After the Civil War ended, Whittier continued to write, turning his focus to less controversial topics like rural life, family, and nature. He published a long book-length poem called Snow-Bound (1866), in which a New England family sit around a fire telling stories while they are stuck inside for three days during a blizzard. He wrote it as a personal poem for his niece, but then mentioned it to his publisher — he pitched it as “a homely picture of old New England homes.” To his surprise, Snow-Bound was a huge success, selling 20,000 copies in its first few months and earning Whittier $10,000.

He wrote:
“When the second morning shone,
We looked upon a world unknown,
On nothing we could call our own.
Around the glistening wonder bent
The blue walls of the firmament,
No cloud above, no earth below, —
A universe of sky and snow!”

It was on this day in 1892 that The Nutcracker ballet premiered at the Maryinsky Theater in St. Petersburg, Russia. The ballet was based on a story by Alexandre Dumas, which in turn was based on The Nutcracker and the Mouse King, a much darker story by E.T.A. Hoffman. The score for the ballet was composed by Peter Tchaikovsky. The production was a huge failure with both critics and audience. Tchaikovsky died less than a year later, and had no idea that The Nutcracker would become a classic — many people consider it the most popular ballet in the world.

It’s the birthday of writer Erskine Caldwell (books by this author), born in Moreland, Georgia (1903). His father was an itinerant Presbyterian preacher, and Caldwell lived in a series of poor rural communities in the South. He said: “I could not become accustomed to the sight of children’s stomachs bloated from hunger and seeing the ill and aged too weak to walk to the fields to search for something to eat. In the evenings I wrote about what I had seen during the day, but nothing I put down on paper succeeded in conveying the full meaning of poverty and hopelessness and degradation as I had observed it.”

Caldwell published his two most famous books back to back: Tobacco Road (1932) and God’s Little Acre (1933). Both were stories of destitute Southern workers — Tobacco Road was about sharecroppers, God’s Little Acre about mill workers. Both books were sexually explicit and full of profanity, and were widely condemned and banned across the South. Margaret Mitchell, the author of Gone With the Wind, criticized Caldwell (and William Faulkner) for selling a vision of the South that Northerners wanted to read. God’s Little Acre was banned in Boston, and the Georgia Literary Commission recommended that anyone caught reading it be sent to jail, but it became one of the best-selling books of the 20th century. Caldwell’s books have sold more than 80 million copies.
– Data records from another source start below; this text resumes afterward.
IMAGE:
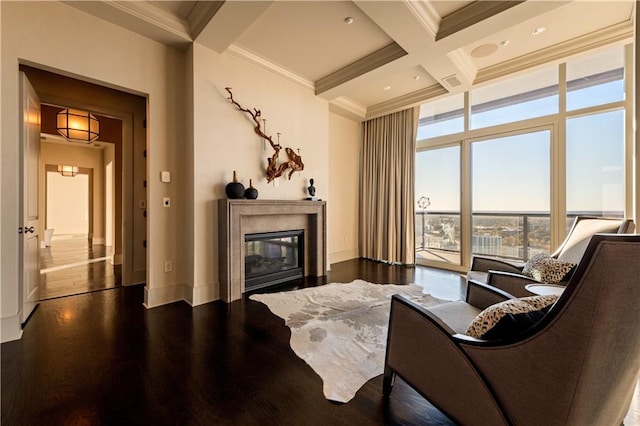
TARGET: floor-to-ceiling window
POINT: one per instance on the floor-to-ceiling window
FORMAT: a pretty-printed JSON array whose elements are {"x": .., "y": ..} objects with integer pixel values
[
  {"x": 510, "y": 200},
  {"x": 504, "y": 169}
]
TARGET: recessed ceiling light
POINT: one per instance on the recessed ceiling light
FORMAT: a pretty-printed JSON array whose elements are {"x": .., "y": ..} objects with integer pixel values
[
  {"x": 538, "y": 31},
  {"x": 484, "y": 50}
]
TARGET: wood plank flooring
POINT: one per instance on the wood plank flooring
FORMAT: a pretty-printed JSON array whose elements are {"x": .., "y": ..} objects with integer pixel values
[
  {"x": 102, "y": 358},
  {"x": 73, "y": 266}
]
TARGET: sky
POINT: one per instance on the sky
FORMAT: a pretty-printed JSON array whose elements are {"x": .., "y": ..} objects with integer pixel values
[{"x": 513, "y": 173}]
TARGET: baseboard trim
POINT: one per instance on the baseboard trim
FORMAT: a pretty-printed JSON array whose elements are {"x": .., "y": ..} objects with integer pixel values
[
  {"x": 11, "y": 328},
  {"x": 154, "y": 297},
  {"x": 341, "y": 256},
  {"x": 200, "y": 295}
]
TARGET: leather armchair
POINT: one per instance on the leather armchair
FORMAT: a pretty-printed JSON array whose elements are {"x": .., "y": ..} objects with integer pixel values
[
  {"x": 508, "y": 276},
  {"x": 578, "y": 365}
]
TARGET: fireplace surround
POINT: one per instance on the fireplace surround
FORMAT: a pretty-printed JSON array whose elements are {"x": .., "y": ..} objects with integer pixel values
[
  {"x": 271, "y": 258},
  {"x": 237, "y": 218}
]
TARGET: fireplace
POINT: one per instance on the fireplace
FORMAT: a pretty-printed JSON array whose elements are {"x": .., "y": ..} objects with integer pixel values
[
  {"x": 272, "y": 258},
  {"x": 239, "y": 218}
]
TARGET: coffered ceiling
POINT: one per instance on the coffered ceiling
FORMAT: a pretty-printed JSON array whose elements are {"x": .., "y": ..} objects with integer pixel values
[{"x": 373, "y": 57}]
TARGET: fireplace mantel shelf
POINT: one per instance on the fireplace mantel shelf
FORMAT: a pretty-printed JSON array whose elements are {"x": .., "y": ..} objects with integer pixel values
[{"x": 236, "y": 218}]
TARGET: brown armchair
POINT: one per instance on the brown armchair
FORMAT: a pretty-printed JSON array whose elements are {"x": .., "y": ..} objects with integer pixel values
[
  {"x": 578, "y": 365},
  {"x": 508, "y": 275}
]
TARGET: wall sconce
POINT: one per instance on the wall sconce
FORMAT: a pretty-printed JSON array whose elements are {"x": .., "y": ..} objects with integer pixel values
[
  {"x": 67, "y": 170},
  {"x": 77, "y": 125}
]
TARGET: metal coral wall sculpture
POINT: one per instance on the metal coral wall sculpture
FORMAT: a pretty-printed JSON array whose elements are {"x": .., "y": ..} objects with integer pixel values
[{"x": 275, "y": 168}]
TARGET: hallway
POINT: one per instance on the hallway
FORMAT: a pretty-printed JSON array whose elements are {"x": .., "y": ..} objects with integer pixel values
[{"x": 71, "y": 266}]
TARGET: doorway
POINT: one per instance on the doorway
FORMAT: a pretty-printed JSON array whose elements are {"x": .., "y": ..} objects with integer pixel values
[
  {"x": 73, "y": 258},
  {"x": 77, "y": 260}
]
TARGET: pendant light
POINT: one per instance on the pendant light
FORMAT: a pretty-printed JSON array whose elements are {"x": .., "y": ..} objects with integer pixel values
[
  {"x": 67, "y": 170},
  {"x": 79, "y": 126}
]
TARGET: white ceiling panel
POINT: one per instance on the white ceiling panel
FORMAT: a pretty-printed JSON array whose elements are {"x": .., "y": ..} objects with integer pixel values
[{"x": 311, "y": 38}]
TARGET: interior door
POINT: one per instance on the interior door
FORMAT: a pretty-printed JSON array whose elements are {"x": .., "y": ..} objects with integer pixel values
[{"x": 29, "y": 229}]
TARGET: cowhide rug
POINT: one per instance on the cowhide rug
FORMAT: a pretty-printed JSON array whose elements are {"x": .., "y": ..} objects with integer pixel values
[{"x": 340, "y": 330}]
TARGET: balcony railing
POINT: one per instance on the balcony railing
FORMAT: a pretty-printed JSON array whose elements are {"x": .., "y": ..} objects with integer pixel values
[{"x": 511, "y": 235}]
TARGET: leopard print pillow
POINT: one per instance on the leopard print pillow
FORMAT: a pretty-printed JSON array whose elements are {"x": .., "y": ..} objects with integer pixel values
[
  {"x": 547, "y": 269},
  {"x": 510, "y": 317}
]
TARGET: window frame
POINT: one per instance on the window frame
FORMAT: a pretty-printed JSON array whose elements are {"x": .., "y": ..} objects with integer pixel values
[{"x": 557, "y": 124}]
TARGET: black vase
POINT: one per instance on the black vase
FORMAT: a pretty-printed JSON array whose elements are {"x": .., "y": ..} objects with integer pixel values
[
  {"x": 235, "y": 189},
  {"x": 251, "y": 193}
]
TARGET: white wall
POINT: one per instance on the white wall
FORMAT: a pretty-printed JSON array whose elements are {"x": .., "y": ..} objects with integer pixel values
[
  {"x": 68, "y": 204},
  {"x": 224, "y": 141},
  {"x": 122, "y": 60},
  {"x": 82, "y": 156},
  {"x": 343, "y": 187}
]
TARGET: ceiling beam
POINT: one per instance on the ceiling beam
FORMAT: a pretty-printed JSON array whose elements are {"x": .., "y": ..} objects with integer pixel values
[
  {"x": 142, "y": 17},
  {"x": 229, "y": 21},
  {"x": 468, "y": 29},
  {"x": 471, "y": 14},
  {"x": 364, "y": 65}
]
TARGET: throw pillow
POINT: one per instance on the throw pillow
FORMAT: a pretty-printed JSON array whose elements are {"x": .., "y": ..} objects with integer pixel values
[
  {"x": 510, "y": 317},
  {"x": 547, "y": 269}
]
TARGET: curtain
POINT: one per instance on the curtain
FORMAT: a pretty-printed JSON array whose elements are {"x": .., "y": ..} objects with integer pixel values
[{"x": 387, "y": 169}]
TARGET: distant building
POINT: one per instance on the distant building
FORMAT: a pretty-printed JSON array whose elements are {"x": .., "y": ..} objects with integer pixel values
[{"x": 487, "y": 244}]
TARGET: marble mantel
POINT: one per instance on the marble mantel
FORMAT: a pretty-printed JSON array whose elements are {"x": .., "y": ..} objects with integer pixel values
[{"x": 236, "y": 218}]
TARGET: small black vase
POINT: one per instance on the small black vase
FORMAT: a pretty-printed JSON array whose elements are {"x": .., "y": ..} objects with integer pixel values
[
  {"x": 235, "y": 189},
  {"x": 251, "y": 193}
]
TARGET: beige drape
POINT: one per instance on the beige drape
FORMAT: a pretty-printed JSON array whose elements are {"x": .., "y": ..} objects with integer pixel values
[{"x": 387, "y": 169}]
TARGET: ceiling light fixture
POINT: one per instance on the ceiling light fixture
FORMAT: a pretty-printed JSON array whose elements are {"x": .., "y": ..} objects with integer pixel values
[
  {"x": 77, "y": 125},
  {"x": 538, "y": 31},
  {"x": 70, "y": 171}
]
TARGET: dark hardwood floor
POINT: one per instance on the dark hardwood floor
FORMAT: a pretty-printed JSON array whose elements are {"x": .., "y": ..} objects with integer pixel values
[{"x": 102, "y": 358}]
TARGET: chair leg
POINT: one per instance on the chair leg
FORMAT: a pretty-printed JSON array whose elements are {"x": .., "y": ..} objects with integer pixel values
[{"x": 387, "y": 381}]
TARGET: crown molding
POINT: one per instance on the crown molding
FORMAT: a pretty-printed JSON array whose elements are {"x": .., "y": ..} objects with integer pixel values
[
  {"x": 348, "y": 107},
  {"x": 560, "y": 52},
  {"x": 405, "y": 101},
  {"x": 362, "y": 66},
  {"x": 258, "y": 61},
  {"x": 426, "y": 14}
]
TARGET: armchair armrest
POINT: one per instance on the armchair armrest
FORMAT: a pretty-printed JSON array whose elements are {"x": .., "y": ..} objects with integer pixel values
[
  {"x": 482, "y": 295},
  {"x": 511, "y": 283},
  {"x": 485, "y": 264},
  {"x": 427, "y": 355}
]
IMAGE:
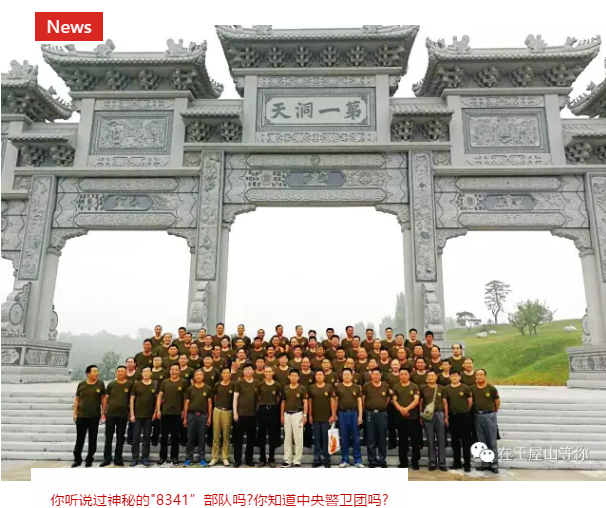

His other books include We are the Living (1933); You Have Seen Their Faces (1937), with his second wife, Life photographer Margaret Bourke-White; A Place Called Estherville (1949), and With All My Might (1987).

On this day in 1903, Orville and Wilbur Wright had their first successful flight in Kitty Hawk, North Carolina. The brothers picked Kitty Hawk because it was full of sand dunes that would cushion crash landings and it had high winds to help get the plane off the ground. But living there was almost unbearable. They endured sandstorms, coastal rains, and swarms of insects during the day. And at night, the wind was so bad that the brothers had to get out and hold on to their tent to keep it from blowing away.

In 1900, Orville and Wilbur started out with a kite controlled from the ground, and later took turns manning it in the air. Their father forbade them from flying together, to ensure that one brother could continue the experiments in the event of a fatal crash. When Wilbur stepped into the controls in October, he was unprepared for the sensation of flying. The plane was unpredictable, he couldn’t plan out his moves, and he relied purely on instinct to adjust the plane up and down. Within a few moments he overcompensated, nearly flipped the glider over and shouted to his brother, “Let me down!” Suffering months of spin-outs, broken struts, blackened eyes, and crash landings, the brothers left Kitty Hawk early. On the train back, Wilbur told his brother, “Not within a thousand years will man ever fly.”